Çocuk kitabı yazarı ve yayıncısı Melike Günyüz de Muammer Yıldız'ın ortaya bir irade koyduğunu belirterek, "Bir devlet mensubu olarak aslında yapılması gerekeni yaptı Muammer Hoca. Aradaki en temel fark bu. Benim için Muammer Hoca, bende çok önemli başka bir şeyi sembolize ediyor. İl milli eğitim müdürlüğü çok önemli bir kurum, birçok ülkenin bakanlıklarından daha büyük bir bütçeyle yönetiliyor İstanbul. Siz bütçe, insan kaynağı yönetiyorsunuz, çok önemli bir yönetici olmanız lazım. Bir lider olarak vizyon ortaya koymanız gerekiyor. Bütün bu sistemi yönetirken sistemin kazasız ilerlemesini sağlamak için de bir irade ortaya koymanız lazım. Muammer Bey'in bunu yaparken bu yöneticilik vasfı. Ankara'da bundan sonra daha büyük ve güzel projelerin gerçekleşeceğine inanıyorum. Muammer Bey, yeniliklere açık, anında karar veren bir kişi.

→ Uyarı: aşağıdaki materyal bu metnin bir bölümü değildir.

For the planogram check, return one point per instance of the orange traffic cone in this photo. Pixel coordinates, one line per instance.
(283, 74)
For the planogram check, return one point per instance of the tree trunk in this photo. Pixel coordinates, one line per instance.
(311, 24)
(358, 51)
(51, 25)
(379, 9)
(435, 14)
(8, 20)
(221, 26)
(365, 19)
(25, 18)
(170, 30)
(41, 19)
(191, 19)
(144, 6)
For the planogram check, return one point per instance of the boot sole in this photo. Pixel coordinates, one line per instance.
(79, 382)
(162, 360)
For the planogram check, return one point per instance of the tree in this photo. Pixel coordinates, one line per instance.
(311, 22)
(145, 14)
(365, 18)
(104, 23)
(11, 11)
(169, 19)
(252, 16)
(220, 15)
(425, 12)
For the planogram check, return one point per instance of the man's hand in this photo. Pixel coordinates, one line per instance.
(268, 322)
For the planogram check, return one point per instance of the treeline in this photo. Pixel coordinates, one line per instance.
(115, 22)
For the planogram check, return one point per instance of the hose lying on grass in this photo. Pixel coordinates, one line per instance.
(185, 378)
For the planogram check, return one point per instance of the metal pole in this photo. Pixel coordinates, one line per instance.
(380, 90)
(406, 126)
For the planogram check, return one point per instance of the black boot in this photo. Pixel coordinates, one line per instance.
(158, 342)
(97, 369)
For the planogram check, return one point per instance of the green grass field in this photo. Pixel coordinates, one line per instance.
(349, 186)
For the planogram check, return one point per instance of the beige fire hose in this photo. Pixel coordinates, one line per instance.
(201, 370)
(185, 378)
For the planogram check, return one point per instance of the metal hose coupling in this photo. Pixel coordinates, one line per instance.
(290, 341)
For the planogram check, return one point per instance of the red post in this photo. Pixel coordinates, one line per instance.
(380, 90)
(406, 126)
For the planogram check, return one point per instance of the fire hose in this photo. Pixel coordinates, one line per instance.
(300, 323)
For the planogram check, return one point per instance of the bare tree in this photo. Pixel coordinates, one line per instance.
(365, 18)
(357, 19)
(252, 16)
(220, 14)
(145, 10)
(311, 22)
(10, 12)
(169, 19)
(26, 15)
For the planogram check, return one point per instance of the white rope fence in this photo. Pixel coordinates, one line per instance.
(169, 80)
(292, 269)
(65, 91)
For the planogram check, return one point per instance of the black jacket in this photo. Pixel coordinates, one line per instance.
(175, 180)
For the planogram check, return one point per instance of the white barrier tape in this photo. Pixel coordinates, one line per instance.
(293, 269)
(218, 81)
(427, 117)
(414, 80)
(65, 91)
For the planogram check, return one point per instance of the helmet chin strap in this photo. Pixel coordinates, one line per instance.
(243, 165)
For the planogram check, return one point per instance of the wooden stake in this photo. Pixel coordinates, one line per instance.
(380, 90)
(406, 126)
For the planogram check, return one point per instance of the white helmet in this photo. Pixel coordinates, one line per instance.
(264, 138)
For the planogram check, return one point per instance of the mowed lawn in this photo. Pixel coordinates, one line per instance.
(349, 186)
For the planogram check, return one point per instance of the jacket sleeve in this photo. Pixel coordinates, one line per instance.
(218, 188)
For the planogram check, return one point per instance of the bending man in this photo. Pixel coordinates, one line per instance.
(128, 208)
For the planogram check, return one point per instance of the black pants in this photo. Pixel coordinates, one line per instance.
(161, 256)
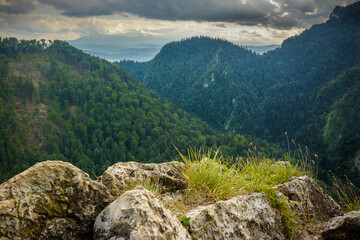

Ben bu şansımızın Ankara'da katlanarak devam edeceğine inanıyorum" dedi.
Konuşmaların ardından, Yıldız'a plaket takdim edildi ve hatıra fotoğrafı çektirildi.
Etkinliğe, yazarlar Selim İleri, Yusuf Çapur, Mehmet Nuri Yardım, Basın Yayın Birliği Başkanı Münir Üstün de katıldı.